Events

Each Event is a JSON-representable object. Events have a core set of fields and are extensible.

Field Type Optional? Description
subj_id URI No Subject persistent ID.
relation_type_id string No Type of the relationship between the subject and object.
obj_id URI No Object persistent ID.
timestamp Timestamp No Timestamp of when the Event was created.
occurred_at Timestamp No Timestamp of when the Event is reported to have occurred.
id UUID No Unique ID for the Event.
source_id string No A name for the source.
source_token UUID No Unique ID that identifies the Agent that generated the Event.
terms URL Yes Terms of use for using the API at the point that you acquire the Event.
license URL Yes A license under which the Event is made available.
evidence_record URL Yes Link to an Evidence Record for this Event.
subj JSON Object Yes Subject metadata.
obj JSON Object Yes Object metadata.

subj_id and obj_id

An Event has a Subject and an Object, expressed as a URI. This could be:

  • The Canonical URL of a webpage, if one is supplied. E.g. Some blogging platforms report a Canonical URL.
  • The URL of a webpage as found.
  • The DOI of the content being referenced.

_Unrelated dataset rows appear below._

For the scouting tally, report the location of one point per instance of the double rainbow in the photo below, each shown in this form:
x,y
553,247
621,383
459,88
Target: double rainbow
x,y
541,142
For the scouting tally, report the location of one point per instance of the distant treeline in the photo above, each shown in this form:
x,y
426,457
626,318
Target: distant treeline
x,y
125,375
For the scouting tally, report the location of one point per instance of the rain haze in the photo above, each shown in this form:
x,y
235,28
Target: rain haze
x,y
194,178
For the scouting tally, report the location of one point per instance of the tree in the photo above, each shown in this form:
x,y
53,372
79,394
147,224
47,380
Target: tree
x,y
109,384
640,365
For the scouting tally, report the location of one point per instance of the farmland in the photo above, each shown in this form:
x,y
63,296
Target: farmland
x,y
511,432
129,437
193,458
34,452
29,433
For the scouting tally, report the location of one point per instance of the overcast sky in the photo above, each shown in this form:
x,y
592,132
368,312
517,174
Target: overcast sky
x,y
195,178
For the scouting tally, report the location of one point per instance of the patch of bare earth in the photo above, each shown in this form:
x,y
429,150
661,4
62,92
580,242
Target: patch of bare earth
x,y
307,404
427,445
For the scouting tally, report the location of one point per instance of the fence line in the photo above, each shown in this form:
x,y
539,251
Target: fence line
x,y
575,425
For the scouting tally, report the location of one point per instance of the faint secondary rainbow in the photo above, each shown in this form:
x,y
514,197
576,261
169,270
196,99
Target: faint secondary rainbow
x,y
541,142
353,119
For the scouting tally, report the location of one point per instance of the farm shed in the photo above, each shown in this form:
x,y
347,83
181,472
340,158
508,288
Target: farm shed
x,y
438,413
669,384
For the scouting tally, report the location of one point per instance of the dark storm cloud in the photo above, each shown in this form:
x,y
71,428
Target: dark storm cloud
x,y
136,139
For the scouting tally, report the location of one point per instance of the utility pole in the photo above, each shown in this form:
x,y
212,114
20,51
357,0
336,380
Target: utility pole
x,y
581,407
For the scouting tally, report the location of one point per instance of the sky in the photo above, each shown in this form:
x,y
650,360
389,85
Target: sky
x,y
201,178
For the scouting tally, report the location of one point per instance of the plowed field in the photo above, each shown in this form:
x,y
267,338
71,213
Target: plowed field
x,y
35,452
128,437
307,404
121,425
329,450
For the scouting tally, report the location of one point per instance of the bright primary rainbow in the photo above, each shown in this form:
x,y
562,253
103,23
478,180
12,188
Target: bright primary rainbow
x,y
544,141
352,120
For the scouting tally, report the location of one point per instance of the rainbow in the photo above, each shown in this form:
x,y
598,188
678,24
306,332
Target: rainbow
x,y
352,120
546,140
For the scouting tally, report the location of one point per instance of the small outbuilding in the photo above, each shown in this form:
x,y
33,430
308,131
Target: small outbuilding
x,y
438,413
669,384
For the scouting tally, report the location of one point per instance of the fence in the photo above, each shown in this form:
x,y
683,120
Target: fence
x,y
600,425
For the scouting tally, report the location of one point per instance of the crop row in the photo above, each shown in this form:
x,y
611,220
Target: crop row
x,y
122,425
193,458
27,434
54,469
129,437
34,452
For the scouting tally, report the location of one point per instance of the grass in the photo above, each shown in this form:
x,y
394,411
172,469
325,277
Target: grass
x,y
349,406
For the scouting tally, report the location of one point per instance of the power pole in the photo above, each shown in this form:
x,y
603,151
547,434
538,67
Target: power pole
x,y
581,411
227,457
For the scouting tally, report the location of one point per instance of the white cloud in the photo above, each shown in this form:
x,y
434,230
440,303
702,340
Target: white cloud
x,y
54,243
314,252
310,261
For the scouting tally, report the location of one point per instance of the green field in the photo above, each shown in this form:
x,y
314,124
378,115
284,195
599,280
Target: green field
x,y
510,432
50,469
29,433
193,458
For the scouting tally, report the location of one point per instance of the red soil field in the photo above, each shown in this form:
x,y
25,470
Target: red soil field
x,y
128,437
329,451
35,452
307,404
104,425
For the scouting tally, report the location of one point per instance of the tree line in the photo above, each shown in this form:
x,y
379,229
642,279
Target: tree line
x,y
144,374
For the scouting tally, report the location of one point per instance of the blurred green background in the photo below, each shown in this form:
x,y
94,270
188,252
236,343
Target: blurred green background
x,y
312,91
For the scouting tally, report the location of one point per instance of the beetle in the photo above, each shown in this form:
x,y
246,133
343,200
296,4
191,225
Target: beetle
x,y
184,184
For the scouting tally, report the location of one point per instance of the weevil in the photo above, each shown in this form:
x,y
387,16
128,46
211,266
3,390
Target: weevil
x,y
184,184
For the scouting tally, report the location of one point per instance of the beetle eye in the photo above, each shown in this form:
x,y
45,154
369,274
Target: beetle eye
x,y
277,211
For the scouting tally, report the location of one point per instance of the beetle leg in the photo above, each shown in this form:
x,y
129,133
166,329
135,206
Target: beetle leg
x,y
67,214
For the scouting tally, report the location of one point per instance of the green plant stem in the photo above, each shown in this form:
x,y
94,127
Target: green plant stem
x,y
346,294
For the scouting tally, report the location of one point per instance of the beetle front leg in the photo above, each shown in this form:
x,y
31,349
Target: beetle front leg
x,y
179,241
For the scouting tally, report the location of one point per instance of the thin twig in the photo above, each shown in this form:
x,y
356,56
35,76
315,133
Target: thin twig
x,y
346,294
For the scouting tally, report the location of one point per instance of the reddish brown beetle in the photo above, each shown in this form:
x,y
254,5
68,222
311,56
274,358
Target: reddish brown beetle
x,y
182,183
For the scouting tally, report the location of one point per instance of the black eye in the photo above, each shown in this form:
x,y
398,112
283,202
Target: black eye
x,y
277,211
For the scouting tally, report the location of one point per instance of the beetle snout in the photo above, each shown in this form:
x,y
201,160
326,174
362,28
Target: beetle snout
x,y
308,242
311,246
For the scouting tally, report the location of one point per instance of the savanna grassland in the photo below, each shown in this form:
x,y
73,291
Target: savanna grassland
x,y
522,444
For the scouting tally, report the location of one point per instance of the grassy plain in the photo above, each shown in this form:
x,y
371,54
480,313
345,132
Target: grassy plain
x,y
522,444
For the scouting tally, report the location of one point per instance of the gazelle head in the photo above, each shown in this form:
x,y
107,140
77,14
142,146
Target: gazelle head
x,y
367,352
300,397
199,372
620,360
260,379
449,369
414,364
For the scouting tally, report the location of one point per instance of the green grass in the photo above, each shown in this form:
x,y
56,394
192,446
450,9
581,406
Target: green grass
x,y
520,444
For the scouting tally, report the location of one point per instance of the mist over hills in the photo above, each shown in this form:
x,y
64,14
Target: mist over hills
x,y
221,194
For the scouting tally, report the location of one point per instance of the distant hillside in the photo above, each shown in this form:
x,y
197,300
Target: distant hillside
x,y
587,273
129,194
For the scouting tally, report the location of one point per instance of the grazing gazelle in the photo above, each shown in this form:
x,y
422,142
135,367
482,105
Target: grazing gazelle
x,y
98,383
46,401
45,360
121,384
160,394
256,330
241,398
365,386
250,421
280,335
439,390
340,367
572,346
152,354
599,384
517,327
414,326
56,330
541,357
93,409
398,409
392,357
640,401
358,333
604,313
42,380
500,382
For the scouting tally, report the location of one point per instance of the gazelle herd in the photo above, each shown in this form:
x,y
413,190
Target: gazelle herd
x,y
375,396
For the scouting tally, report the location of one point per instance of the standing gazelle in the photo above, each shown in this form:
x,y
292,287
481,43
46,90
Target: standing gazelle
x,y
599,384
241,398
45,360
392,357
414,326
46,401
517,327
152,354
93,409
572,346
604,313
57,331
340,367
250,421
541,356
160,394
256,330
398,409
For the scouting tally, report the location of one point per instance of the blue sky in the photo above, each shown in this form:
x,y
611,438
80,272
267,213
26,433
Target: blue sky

Becuase Event Data is designed to track registered content via DOIs, every Event contains a DOI as the subj_id or obj_id. Most events have a webpage URL as the subj_id and a DOI as the obj_id, but this is left to the individual Agent that produces the Event.

relation_type_id

The Relation Type ID is taken from a controlled vocabulary. You should refer to the documentation for each source to see which relation types are used.

timestamp and occurred_at

Every Event has a time at which it was created. This is automatically assigned when the Agent sends an Event into the Event Data system. This is usually soon after the Event was observed. You can use this timestamp to filter Events that were collected within a certain date range, and as a reliable method for iterating over all Events.

In addition to this, every Event has a theoretical date on which it occurred. The precise meaning of this can vary from source to source. Twitter's occurred_at corresponds to the date that Twitter reports that the tweet was published. The Newsfeed source takes the date from the time that an RSS feed indicates that the blog was published. The web source takes the date that a webpage was observed. For more information, see each source's documentation. There is an in-depth discussion of times in the Time page.

Timestamps found in the timestamp or occurred_at fields are given in ISO 8601 UTC Z format, e.g. 2017-05-14T05:04:57Z. In other fields you may see formats including, e.g. 2017-05-14T05:04:57.000Z. All dates conform to ISO8601.

id

Every Event is assigned a unique ID. This enables you to unambiguously refer to the Event in question.

source_id

The source_id identifies the original source of the input data. It corresponds to the list of sources you can find listed in this guide. Every source is monitored by an Agent.

source_token

Each Agent has its own unique ID, which you can find in the Sources documentation. The source_token identifies the Agent that processed the data to produce the Event.

terms and license

Events will be made available via the Crossref Event Data Query API. If you use this service you must abide by the Terms of Use, which are indicated in the terms field. You may find the same data made available via other services, for example DataCite's Event Data service. If this is the case, the terms field in Events made available via these other services may be different or missing.

As each source may operate under a different license, every Event includes a license field. Only licenses from the Open Definition list are used.

evidence_record

An Event may have an Evidence Record associated with it. This is a file that provides an audit trail of how the Event was created. For more information see Evidence Records.

subj and obj

The Event may include metadata about its subject and/or object. For example:

  • pid - The persistent ID. Must correspond to subj_id or obj_id.
  • issued - Publication date.
  • title - The title of the webpage, comment, etc.
  • author - Author of the comment, blog etc.
  • url - URL where this was found. May be different to pid.
  • method - Optional. The method by which we matched a URL for registered content to a DOI.
  • verification. Optional. The method by which we verified that this content has the given DOI.
  • work-type-id. Optional. The work-type id of the object as defined by its Registration Agency, for example journal-article, Dataset, Text etc.

We typically only include metadata that you are unable to get elsewhere and that is unlikely to change. Where the subj_id or obj_id is a DOI, we will not include the metadata because you can easily look it up using the Crossref or DataCite APIs and it could go out of date if recorded. We also store a large amount of metadata associated with each DOI, and including it all would balloon the data to many times its size.

People don't always use DOIs to cite registered content, especially on social media, so we often link using the landing page. Where a link to a landing page is identified, and we can match that to a DOI, we will use the DOI as the obj_id and obj.pid, and the actual URL of the landing page as the obj.url. In these cases, we include an optional method and verification field to indicate how we matched a DOI, and how we verified that. For a full description see Matching Landing Pages.